We could also define a method `calculate_overdue_fine()` on each child class that returns a different fine for the amount of time the item is overdue, based on the type of object it is (a.k.a., based on what class it is).

Polymorphism can allow you to write functionality that is agnostic to the type of object that it operates on.

In [10]:
def send_fine_email(item, borrower_id):
    email_body = 'Dear patron, you owe %s in overdue fines for %s.' % (item.calculate_overdue_fine(), item.title)
    # some code to actually send the email

Without polymorphism of the method `calculate_overdue_fine()`, this function would be much less flexible:

In [None]:
def send_fine_email(item, borrower_id):
    email_body_format = 'Dear patron, you owe {0} in overdue fines for {1}.'
    if isinstance(item, Book):
        email_body = email_body_format.format(item.calculate_book_overdue_fine(), item.title)
    elif isinstance(item, Journal):
        email_body = email_body_format.format(item.calculate_journal_overdue_fine(), item.title)
    elif isinstance(item, AudioRecording):
        email_body = email_body_format.format(item.calculate_audio_recording_overdue_fine(), item.title)
    # some code to actually send the email

This type-checking may not seem overly burdensome in an example with only three types of library assets, but imagine if there were hundreds of types of library assets?

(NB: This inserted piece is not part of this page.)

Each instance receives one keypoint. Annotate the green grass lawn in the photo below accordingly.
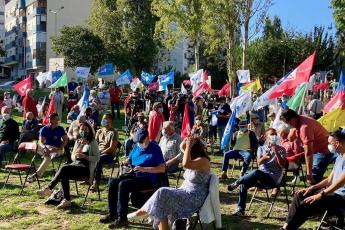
(29, 211)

Another example of polymorphism is the behavior of the `+` operator. Integers, floats, and strings can all be operated on with the `+` operator, but the behavior is different. This is because the `__add__` method (which is called when you use the `+` operator) is polymorphic. If this wasn’t true, we would either have to have three different permutations of the `+` operator for these three different types of objects, or the underlying code that provides the functionality for the `+` operator would resemble the code above, with different behavior specified in `if` and `elif` clauses.

## Python Classes and OOP

You may have read or been told at some point that everything in Python is an object. All this means, in Python at least, is that everything can be assigned to a variable and/or passed as an argument to a function. Modules, functions, classes—they’re all objects, and most of them have methods and attributes.

Classes are a fundamental part of the Python language. In this section, we’re going to discuss what classes are, when to use them, and how they can be useful.

### What is a class?

Very basically, a class is a grouping of data and functions. When defined within a class, these data are usually referred to as attributes, and these functions are usually referred to as methods. In theory, we could group any attributes and functions we wanted together into a class, and this would technically be object-oriented programming. In essence, however, objet-oriented programming is the grouping together of attributes and functions according to logical connections between things, leveraging the four principles above to do so.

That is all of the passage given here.